Who better to sample sackfuls of festive-season sandwiches than our own Jay Rayner?
What exactly does the baby Jesus taste like? Or to put it in a rather more obliging manner, how would you describe the flavour of Christmas? Because a defined flavour it must now have. In recent years, for example, a high-street coffee-shop chain (once famous for avoiding tax and therefore doesn’t get a name check), has launched a website specifically to count down to the launch of its Christmas offerings: cue outbreaks of desiccated cinnamon, stale gingerbread and eggnog with the consistency of late winter snot. You fancy a bit of that cosy Danish hygge you’ve heard so much about? You want a multinational corporation to give you a cuddle? Well, get out your wallet, because nothing says Christmas more than a toffee nut latte.

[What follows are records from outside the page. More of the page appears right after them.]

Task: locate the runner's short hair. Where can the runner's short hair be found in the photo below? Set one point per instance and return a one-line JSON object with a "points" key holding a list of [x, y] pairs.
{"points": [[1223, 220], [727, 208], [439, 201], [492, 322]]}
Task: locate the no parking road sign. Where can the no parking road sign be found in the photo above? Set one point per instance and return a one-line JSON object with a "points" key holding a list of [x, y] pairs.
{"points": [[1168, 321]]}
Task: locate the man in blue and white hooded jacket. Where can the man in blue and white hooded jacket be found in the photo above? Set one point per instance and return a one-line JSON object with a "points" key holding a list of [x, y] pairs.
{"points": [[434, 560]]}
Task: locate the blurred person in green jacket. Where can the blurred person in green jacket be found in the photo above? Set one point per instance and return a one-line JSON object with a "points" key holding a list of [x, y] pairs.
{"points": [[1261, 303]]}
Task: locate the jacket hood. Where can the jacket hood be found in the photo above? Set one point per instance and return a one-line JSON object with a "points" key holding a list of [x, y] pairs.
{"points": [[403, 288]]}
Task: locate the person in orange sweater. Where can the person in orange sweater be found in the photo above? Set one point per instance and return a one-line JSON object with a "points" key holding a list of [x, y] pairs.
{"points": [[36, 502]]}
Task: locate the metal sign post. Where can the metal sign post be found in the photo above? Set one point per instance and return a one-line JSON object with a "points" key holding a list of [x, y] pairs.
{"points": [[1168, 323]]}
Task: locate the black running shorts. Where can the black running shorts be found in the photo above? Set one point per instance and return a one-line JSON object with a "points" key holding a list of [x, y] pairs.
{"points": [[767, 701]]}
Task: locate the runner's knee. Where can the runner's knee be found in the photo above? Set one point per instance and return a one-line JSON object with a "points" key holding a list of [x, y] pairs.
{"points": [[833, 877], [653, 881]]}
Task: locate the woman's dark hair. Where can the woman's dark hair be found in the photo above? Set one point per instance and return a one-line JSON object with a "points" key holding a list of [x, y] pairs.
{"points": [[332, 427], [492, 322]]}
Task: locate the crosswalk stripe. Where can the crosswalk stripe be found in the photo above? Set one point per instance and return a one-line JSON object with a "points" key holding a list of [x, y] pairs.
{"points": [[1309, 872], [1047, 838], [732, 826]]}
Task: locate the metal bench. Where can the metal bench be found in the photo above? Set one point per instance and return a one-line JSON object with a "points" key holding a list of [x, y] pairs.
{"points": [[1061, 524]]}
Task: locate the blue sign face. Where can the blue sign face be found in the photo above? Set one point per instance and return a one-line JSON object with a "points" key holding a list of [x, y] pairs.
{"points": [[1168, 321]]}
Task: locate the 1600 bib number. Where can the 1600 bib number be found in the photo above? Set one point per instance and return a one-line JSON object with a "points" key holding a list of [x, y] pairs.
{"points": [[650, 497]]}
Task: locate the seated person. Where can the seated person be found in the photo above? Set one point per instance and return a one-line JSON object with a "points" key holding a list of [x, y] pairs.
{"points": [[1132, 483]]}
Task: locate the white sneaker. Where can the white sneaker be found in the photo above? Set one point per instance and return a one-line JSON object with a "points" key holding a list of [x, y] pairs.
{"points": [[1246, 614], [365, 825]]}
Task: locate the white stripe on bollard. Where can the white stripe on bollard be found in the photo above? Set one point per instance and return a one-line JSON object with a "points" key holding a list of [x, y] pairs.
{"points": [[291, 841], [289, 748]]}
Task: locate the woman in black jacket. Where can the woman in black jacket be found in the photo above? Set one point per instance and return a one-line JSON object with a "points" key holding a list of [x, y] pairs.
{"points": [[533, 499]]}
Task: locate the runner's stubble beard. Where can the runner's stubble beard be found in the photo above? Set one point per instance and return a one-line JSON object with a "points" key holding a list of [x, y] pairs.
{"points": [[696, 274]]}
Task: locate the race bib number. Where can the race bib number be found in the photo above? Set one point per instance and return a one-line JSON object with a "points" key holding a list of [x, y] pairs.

This isn’t actually unreasonable. There is no greater route to memory than through taste and smell. With each spiced waft we are attempting to access a lost feeling: that of being a kid, when Christmas still meant something. And so to the increasingly omnipresent Christmas sandwich, without which no high-street food operation would be complete. You know what we’re talking about: some combination of turkey, stuffing, a sweet jellied sauce claiming to be cranberry, maybe some bacon, perhaps some greens, all slammed between granary bread with the texture of Grandma’s eiderdown.